Actuellement, PlayAlberta demeure le seul site de jeu en ligne légalement réglementé dans la province. Le gouvernement indique que PlayAlberta a généré 275 millions de dollars en ventes nettes l’année dernière, soit une augmentation de 35 millions de dollars par rapport à l’année précédente, mais cela ne représente encore qu’environ 23% à 32% du marché total.

En parallèle de ce déploiement politique, Alberta Gaming, Liquor and Cannabis (AGLC) a commencé à définir les attentes opérationnelles pour les fournisseurs entrant sur le marché. Le 13 janvier, l’AGLC a publié ses « Normes et exigences pour le jeu sur Internet », document désormais disponible pour les candidats et les inscrits dans le cadre du processus d’enregistrement des jeux en ligne de la province.

La page de stratégie de l’iGaming de l’Alberta indique que le processus d’enregistrement est déjà en cours. Les opérateurs en cours d’enregistrement peuvent faire de la publicité et collecter des inscriptions, mais ils ne peuvent pas accepter de paris ou de dépôts avant que le marché ne soit officiellement ouvert.

La province présente le nouveau régime comme une amélioration de la protection des consommateurs, avec des garde-fous censés être cohérents sur toutes les plateformes autorisées. Dans son annonce du 14 janvier, le gouvernement de l’Alberta a déclaré que les prestataires autorisés devront éviter les publicités ciblant les mineurs et que les publicités liées aux jeux ne pourront pas utiliser des athlètes professionnels pour promouvoir les paris. Le lancement du marché inclura également un programme d’auto-exclusion à l’échelle du système, en plus d’outils de limites financières et de temps.
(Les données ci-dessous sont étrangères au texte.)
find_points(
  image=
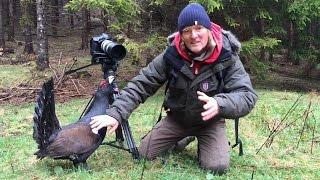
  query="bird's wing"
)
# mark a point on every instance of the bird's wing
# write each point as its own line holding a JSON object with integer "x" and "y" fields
{"x": 74, "y": 139}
Le gouvernement précise également que les opérateurs devront fournir aux joueurs des relevés d’activité et intervenir lorsqu’il y a des signes de comportement problématique lié aux jeux.

L’Alberta s’inspire du marché compétitif des jeux en ligne de l’Ontario comme point de référence. Les résultats de l’Ontario offrent à l’Alberta un exemple clair de l’ampleur que peut prendre un marché une fois que plusieurs opérateurs y sont actifs. Lors de sa troisième année, iGaming Ontario a rapporté 82,7 milliards de dollars en mises et 3,2 milliards de dollars en revenus bruts de jeu du 1er avril 2024 au 31 mars 2025, avec 49 opérateurs gérant 84 sites de jeu.
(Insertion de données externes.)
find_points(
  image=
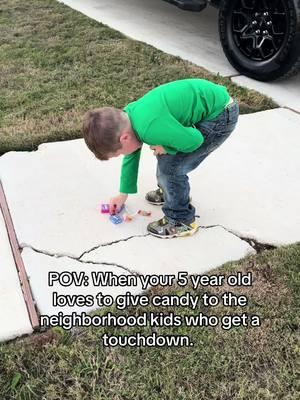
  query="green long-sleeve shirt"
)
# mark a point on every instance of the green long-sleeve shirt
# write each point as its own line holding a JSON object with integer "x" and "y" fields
{"x": 165, "y": 116}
Le plan de l’Alberta prévoit une structure de revenus qui conserve une part pour les priorités publiques tout en laissant l’essentiel du pool net aux opérateurs. La province affirme qu’elle allouera 80% des revenus nets des jeux en ligne aux opérateurs et conservera 20% pour le gouvernement, après avoir financé les initiatives liées aux Premières Nations et à la responsabilité sociale.

La gouvernance est également répartie entre deux organismes. Le document stratégique de l’Alberta indique qu’une nouvelle Alberta iGaming Corporation supervisera le marché, tandis que l’AGLC fera office de régulateur.
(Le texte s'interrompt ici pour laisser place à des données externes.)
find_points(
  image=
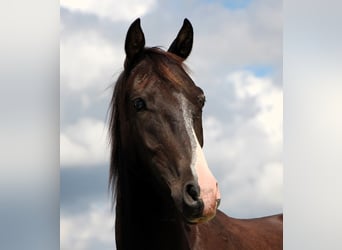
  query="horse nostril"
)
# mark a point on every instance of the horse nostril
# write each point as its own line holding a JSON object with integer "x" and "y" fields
{"x": 193, "y": 191}
{"x": 192, "y": 203}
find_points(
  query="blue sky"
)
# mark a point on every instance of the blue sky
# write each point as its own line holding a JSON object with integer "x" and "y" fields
{"x": 236, "y": 60}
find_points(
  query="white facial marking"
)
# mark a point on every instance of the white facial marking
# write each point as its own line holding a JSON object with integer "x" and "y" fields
{"x": 209, "y": 192}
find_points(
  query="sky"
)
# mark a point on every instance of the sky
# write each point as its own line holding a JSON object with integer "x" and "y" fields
{"x": 237, "y": 61}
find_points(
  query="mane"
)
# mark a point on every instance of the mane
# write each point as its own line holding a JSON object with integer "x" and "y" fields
{"x": 160, "y": 59}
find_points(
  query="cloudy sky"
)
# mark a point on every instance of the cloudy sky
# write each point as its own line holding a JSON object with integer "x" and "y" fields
{"x": 236, "y": 60}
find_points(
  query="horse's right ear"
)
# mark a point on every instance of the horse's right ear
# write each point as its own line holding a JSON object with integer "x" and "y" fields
{"x": 135, "y": 42}
{"x": 182, "y": 45}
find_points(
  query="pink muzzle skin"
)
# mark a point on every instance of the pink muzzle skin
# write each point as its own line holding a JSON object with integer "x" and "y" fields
{"x": 209, "y": 191}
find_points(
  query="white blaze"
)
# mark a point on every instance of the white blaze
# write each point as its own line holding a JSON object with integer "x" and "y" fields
{"x": 209, "y": 192}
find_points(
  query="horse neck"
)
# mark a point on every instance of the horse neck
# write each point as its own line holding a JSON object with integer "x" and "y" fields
{"x": 145, "y": 220}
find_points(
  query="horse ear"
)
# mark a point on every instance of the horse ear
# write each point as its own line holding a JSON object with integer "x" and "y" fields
{"x": 182, "y": 45}
{"x": 135, "y": 41}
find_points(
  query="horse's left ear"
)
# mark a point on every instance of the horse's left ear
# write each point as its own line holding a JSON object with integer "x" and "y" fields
{"x": 182, "y": 45}
{"x": 135, "y": 42}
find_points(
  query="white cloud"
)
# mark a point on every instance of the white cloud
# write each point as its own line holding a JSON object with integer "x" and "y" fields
{"x": 246, "y": 154}
{"x": 84, "y": 143}
{"x": 92, "y": 229}
{"x": 88, "y": 60}
{"x": 269, "y": 101}
{"x": 270, "y": 183}
{"x": 113, "y": 10}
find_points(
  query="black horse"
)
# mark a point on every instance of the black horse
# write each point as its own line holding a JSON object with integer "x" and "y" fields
{"x": 165, "y": 194}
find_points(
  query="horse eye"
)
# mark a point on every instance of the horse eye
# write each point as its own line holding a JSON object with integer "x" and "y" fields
{"x": 201, "y": 100}
{"x": 139, "y": 104}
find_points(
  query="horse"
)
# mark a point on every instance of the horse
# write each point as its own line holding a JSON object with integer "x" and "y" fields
{"x": 165, "y": 196}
Bien que la date de lancement public ne soit pas encore fixée, la province laisse entendre que la période de préparation se compte en mois, et non en années. Le message du gouvernement est que les entreprises opérant actuellement dans le marché gris auront une voie pour devenir légales, mais seulement si elles acceptent un contrôle plus strict et construisent leurs produits autour de la protection des joueurs dès le premier jour.

Si l’Alberta réussit, elle deviendra la prochaine grande juridiction canadienne à gérer un marché compétitif de jeux en ligne. Si elle échoue, la province restera avec la réalité actuelle qu’elle continue de pointer du doigt : la plupart des jeux en ligne se déroulent déjà là-bas, juste en dehors de la clôture réglementée.